During its last earnings results on May 8th, Atara Biotherapeutics reported ($0.72) earnings per share for the quarter, missing analysts’ consensus estimates of ($0.40) by ($0.32). The business had revenue of $1.23 million for the quarter compared to the consensus estimate of $37.67 million. This performance was attributed to negative figures; namely, a negative return on equity of 166.74% and a negative net margin of 373.95%, which has led industry analysts to predict that Atara Biotherapeutics will likely post -2.42 EPS for the current year.
This news may bring some disappointment for shareholders; however, it is essential to remember that early-stage biotech companies often experience significant ups and downs in their operations as they navigate through various phases of development and clinical trials towards successful launches into commercial markets.
Moreover, this doesn’t mean Atara Biotherapeutics should be dismissed altogether despite its recent lacklustre performance – especially given its impressive work relating to solid tumours and autoimmune diseases.
Overall, Atara Biotherapeutics continues to be a company worth keeping an eye on, as its technology platform holds tremendous potential. In conclusion, investing in Atara Biotherapeutics may be suitable for risk-tolerant investors who are prepared to endure the roller-coaster ride involved with the biotech industry and to wait for their long-term investments’ returns.
Atara Biotherapeutics Inc.: An Overview of Stock Prices and Analyst Reports.
Atara Biotherapeutics Inc., an allogeneic T-cell immunotherapy company, has been the subject of numerous research analyst reports and experienced changes in stock prices. The firm engages in the development of transformative therapies for patients with serious diseases, including solid tumors, hematologic cancers, and autoimmune diseases. It offers off-the-shelf treatments that are specifically designed to meet high unmet medical needs.

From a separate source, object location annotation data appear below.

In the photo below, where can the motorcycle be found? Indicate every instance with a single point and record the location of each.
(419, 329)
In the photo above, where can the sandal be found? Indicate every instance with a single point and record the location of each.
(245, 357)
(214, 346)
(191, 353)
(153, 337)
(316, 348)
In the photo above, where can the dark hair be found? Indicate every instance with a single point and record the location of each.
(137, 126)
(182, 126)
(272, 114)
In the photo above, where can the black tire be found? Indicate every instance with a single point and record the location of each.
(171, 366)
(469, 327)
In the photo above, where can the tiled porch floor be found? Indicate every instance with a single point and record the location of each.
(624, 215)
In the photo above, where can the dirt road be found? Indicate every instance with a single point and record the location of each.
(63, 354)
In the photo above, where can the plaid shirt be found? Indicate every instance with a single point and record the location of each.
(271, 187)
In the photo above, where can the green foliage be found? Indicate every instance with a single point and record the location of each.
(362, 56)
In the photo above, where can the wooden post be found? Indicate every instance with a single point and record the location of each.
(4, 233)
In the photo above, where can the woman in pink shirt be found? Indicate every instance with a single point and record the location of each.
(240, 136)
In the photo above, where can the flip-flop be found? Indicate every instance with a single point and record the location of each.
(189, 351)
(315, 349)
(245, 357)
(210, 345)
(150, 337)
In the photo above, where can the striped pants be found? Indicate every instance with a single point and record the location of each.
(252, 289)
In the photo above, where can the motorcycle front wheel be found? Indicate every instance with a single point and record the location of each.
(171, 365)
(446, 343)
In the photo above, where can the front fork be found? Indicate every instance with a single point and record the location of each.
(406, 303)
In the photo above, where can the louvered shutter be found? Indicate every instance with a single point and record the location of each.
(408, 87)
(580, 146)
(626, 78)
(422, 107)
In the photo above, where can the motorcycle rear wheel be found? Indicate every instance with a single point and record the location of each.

As reported on May 30th, 2023, Atara Biotherapeutics opened at $1.77 per share. Its market capitalization is $173.41 million with a P/E ratio of -0.85 and a beta of 0.96. This range is reflective of its 52 week low of $1.75 and a high of $9.34.
The firm’s management team files timely disclosures about events affecting shareholders’ values, including insider sells by key executives like CEO Pascal Touchon who recently sold 29,766 shares for an average price of $2.04 per share for a total transaction amounting to $60,722.64.
Several hedge funds have purchased or reduced their stakes in Atara Biotherapeutics recently–including the Royal Bank of Canada which lifted its stake by 8.4% during the first quarter–owning already about 25,962 shares valued at $241,000 before acquiring another 2,017 additional shares during the last quarter.
Overall, Atara Biotherapeutics has received mixed investment ratings from various analysts recently: EF Hutton Acquisition Co maintained a “buy” rating while giving shares a target price recommendation of $25; HC Wainwright cut their target price from $29 down to $27; Mizuho restated their “buy” rating but suggested a higher target price at $31.
Investors interested in Atara Biotherapeutics must remain attentive to these developments as they can have significant impacts on both short-term and long-term profitability.